German Chancellor Angela Merkel on Wednesday criticized the United States for imposing sanctions related to Nord Stream 2, a twin pipeline stretching 1,230 km from Russia to Germany via the Baltic Sea, which is scheduled to start operation in the middle of 2020.

"We are against extraterritorial sanctions," said Merkel.

Despite facing potential sanctions, Moscow and Berlin reaffirmed their commitments to complete the Nord Stream 2 project and put it into operation.

Russian Foreign Minister Sergei Lavrov said last week in Washington that "neither Nord Stream 2 nor TurkStream will stop," according to a transcript released by his ministry.

German Foreign Minister Heiko Maas also rejected the planned sanctions by the United States against the companies working on the pipeline.

"European energy policy is decided in Europe, not in the USA," Maas said last week. "We reject external intervention and sanctions with extraterritorial effects as a matter of principle."

The NDAA also renewed a decision to exclude Turkey from the U.S.-led F-35 fighter jet program in retaliation against Ankara's acquisition of Russia's S-400 air defense system. The bill also claimed that the Trump administration should impose sanctions on Turkey over the S-400 purchase.

Turkey has accused the U.S. Congress of "hostile" behavior after senators passed the NDAA earlier this week. "The language of threats and sanctions will never dissuade Turkey from resolutely taking steps to ensure its national security," said the Turkish Foreign Ministry in a statement.

"No one should doubt that necessary measures will be taken against these initiatives targeting Turkey," the statement added.

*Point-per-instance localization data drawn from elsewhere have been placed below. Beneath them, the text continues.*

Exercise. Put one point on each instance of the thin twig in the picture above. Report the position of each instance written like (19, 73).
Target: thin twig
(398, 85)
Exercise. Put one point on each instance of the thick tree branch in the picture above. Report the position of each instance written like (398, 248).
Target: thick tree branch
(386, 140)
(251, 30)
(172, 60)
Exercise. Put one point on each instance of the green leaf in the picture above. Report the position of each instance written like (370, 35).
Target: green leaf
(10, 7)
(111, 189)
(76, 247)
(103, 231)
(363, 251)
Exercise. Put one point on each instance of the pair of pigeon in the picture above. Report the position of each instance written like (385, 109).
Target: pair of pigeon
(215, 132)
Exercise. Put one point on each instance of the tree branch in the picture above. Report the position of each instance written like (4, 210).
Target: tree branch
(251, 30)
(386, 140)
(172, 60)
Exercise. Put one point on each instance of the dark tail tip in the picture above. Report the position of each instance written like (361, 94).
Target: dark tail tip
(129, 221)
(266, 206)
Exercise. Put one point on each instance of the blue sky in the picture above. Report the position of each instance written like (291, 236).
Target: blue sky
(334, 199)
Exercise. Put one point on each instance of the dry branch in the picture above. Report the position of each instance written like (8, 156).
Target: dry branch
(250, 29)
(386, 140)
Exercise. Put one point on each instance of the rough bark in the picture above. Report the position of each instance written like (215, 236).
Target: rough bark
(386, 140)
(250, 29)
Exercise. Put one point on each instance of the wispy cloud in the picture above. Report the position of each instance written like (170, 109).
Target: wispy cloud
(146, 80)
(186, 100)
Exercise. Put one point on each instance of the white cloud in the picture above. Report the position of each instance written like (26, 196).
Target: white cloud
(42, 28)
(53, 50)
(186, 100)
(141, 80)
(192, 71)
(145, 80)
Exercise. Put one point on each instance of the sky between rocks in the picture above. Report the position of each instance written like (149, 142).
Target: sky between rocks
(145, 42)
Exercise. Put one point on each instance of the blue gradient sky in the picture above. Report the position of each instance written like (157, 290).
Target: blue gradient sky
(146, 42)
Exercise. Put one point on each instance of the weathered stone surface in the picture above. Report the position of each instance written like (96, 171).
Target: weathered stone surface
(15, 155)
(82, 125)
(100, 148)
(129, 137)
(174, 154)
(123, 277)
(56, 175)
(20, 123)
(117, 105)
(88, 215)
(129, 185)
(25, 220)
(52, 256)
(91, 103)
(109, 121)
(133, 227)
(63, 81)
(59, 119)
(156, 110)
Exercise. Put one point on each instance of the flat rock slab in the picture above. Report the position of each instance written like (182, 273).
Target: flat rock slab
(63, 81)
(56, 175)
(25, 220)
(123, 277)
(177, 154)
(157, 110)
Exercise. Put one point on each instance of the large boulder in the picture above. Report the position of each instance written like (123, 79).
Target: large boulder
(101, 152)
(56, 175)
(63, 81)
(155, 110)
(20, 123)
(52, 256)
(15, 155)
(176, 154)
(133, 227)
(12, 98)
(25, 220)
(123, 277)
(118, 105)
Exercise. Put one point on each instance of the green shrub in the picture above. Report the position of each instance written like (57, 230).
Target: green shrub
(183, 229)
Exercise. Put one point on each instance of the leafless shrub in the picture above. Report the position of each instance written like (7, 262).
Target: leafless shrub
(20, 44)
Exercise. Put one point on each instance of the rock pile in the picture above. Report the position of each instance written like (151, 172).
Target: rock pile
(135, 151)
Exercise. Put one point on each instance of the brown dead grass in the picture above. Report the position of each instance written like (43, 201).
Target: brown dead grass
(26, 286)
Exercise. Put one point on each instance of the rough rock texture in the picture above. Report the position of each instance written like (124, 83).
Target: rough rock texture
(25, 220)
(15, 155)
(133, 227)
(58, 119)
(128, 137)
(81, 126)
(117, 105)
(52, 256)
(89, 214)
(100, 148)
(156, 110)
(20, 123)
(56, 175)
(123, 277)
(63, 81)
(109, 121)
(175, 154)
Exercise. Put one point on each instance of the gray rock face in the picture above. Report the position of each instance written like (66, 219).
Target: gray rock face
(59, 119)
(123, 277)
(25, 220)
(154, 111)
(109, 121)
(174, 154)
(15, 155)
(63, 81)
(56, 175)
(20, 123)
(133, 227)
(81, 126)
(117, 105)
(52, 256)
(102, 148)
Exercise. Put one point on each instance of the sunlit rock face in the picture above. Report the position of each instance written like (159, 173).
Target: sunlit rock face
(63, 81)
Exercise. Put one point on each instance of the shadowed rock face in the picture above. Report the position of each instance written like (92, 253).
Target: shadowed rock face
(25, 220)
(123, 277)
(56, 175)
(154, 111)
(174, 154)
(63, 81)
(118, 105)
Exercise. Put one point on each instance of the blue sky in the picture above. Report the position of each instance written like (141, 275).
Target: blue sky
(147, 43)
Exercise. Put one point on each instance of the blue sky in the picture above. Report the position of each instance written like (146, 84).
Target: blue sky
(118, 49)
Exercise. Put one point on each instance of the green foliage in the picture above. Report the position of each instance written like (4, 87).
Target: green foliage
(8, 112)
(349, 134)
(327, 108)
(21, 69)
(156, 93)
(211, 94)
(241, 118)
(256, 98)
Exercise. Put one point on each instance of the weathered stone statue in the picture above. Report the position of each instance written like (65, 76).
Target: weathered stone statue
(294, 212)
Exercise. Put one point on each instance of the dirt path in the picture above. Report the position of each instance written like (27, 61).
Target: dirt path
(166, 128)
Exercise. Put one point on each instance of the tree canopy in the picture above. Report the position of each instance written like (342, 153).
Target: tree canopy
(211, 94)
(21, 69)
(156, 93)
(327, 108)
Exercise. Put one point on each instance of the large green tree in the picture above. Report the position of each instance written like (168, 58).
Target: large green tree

Turkey and Russia have displayed further rapprochement since the United States imposed sanctions on Moscow and Ankara on different grounds.

During a visit by Turkish President Recep Tayyip Erdogan to Moscow in April, Russian President Vladimir Putin said the two countries will enhance investment cooperation and start more joint projects in various fields.

"Much is being done to deepen the economic ties between Moscow and Ankara ... Further activation of investment cooperation will be promoted by the launch of new joint projects in various sectors of the economy industry, metallurgy, agriculture and the high-tech sector," said Putin.

Lavrov also said that the two countries will take steps to "enhance strategic partnership" at a joint press conference with his Turkish counterpart Mevlut Cavusoglu during his visit to Ankara in August last year.

The NDAA authorizes 635 billion dollars in base discretionary funds for the Pentagon, 71.5 billion dollars in overseas contingency operations funds and 23.1 billion dollars for nuclear programs at the Energy Department. It also includes a 3.1-percent pay raise, the largest in a decade.

In a win for Trump and Republican lawmakers, the bill will establish the Space Force, a new U.S. military branch which will be housed in the Department of the Air Force and led by the chief of space operations.

The NDAA has remained one of the few authorization bills that Congress passes year after year.